GODDESS IN PRACTICE

Fluid concept in progress (changes reserved)

Ida-Marie Corell

GODDESS IN PRACTICE untersucht eine mögliche zeitgemäße Rückkehr, das Aufkommen und / oder Entstehen einer ursprünglichen femininen Energie als eine insgesamt neutrale feminine Gleichstellung mit einem neutral maskulinen als Gesamtposition, frei von historischen Tatsachen und patriarchalen Beschränkungen. Der Versuch wird unternommen, feminin und maskulin als zwei natürliche, sich ergänzende kreative Magnetprinzipien zu verstehen, die bei richtiger Anwendung Harmonie, Kreislaufwirtschaft, Nachhaltigkeit, Würde und Gleichgewicht bringen / wiederherstellen könnten.
 Diese Ausstellung lädt dazu ein, den konzeptuellen Kreislauf bekannter Archetypen und aktueller Positionen von Geschlechterfragen in Gleichzeitigkeitskulturen zu öffnen und durch eine zukunftsorientierte Sichtweise einen künstlerischen Wissensrahmen zu schaffen, um das Mögliche und Unmögliche, das Gewöhnliche und das Ungewöhnliche, das Sichtbare und Unsichtbare, das Feminine und das Maskuline durch anti-, multi- und interdisziplinäres Denken zu verbinden. 
Ich verstehe GODDESS IN PRACTICE als Schnittstelle zwischen künstlerischem Schaffen, Forschen und Vermitteln, als Knotenpunkt für Kunst und Wissenstransfer, als experimentelles Projekt für das Neue und das Alte, als disziplinübergreifende Überschneidung mit dem Wissen des ursprünglich Femininen.
 Ich verstehe das ursprünglich Feminine als das feminine ursprüngliche Gegenstück zum ursprünglich Maskulinen. Das ursprünglich Feminine wurde (durch natürliche oder künstliche Motivation) von seiner gleichen Ergänzung (dem ursprünglichen Maskulinen) getrennt und verursachte dieses gegenwärtige globale Ungleichgewicht.

In diesem Projekt und der kuratorischen Praxis möchte ich die traditionelle patriarchalische Definition von Arbeit und Disziplinen hinterfragen. Ich möchte versuchen, eine feminine Arbeitsweise in den Prozess zu integrieren und gleichzeitig als Experiment beobachten.

Der Schwerpunkt dieser Ausstellung liegt auf dem sinnlichen Erleben des Ausgestellten. Auf der zwischenmenschlichen Beziehung zwischen Künstler, Betrachter, Ausstellungsraum, Thema und performativer Kuratorin.

Der Kunstraum wird zu einem traumhaften Raum voller Erde und Plastikfolie, der sich mit den Energien des Dazwischen der heutigen Welt auseinandersetzt. Eine performative Installation von mir – die auch als Ausstellungsraum dient.
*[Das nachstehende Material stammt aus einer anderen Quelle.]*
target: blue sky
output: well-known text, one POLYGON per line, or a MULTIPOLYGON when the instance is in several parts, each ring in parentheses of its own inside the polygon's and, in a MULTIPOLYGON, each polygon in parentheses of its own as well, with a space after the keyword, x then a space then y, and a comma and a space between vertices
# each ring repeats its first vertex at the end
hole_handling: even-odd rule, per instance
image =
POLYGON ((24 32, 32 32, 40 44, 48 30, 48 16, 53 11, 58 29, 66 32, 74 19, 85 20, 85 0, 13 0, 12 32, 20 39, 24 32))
Es geht um die Erfahrung, die diese Realität zu der macht, die wir teilen können.

Performative Eröffnung, von mir inszeniert: Menschen aus dem Alltag – und Teilnehmer des Goddesses Network, die das „Goddesses in Practice Principle“ verkörpern und / oder damit arbeiten und mich teilweise „verzaubert“ haben, werden durch die Inszenierung des Dazwischen Teil der Ausstellung.

Diese Produktion wird gefilmt und dann in der Ausstellung gezeigt.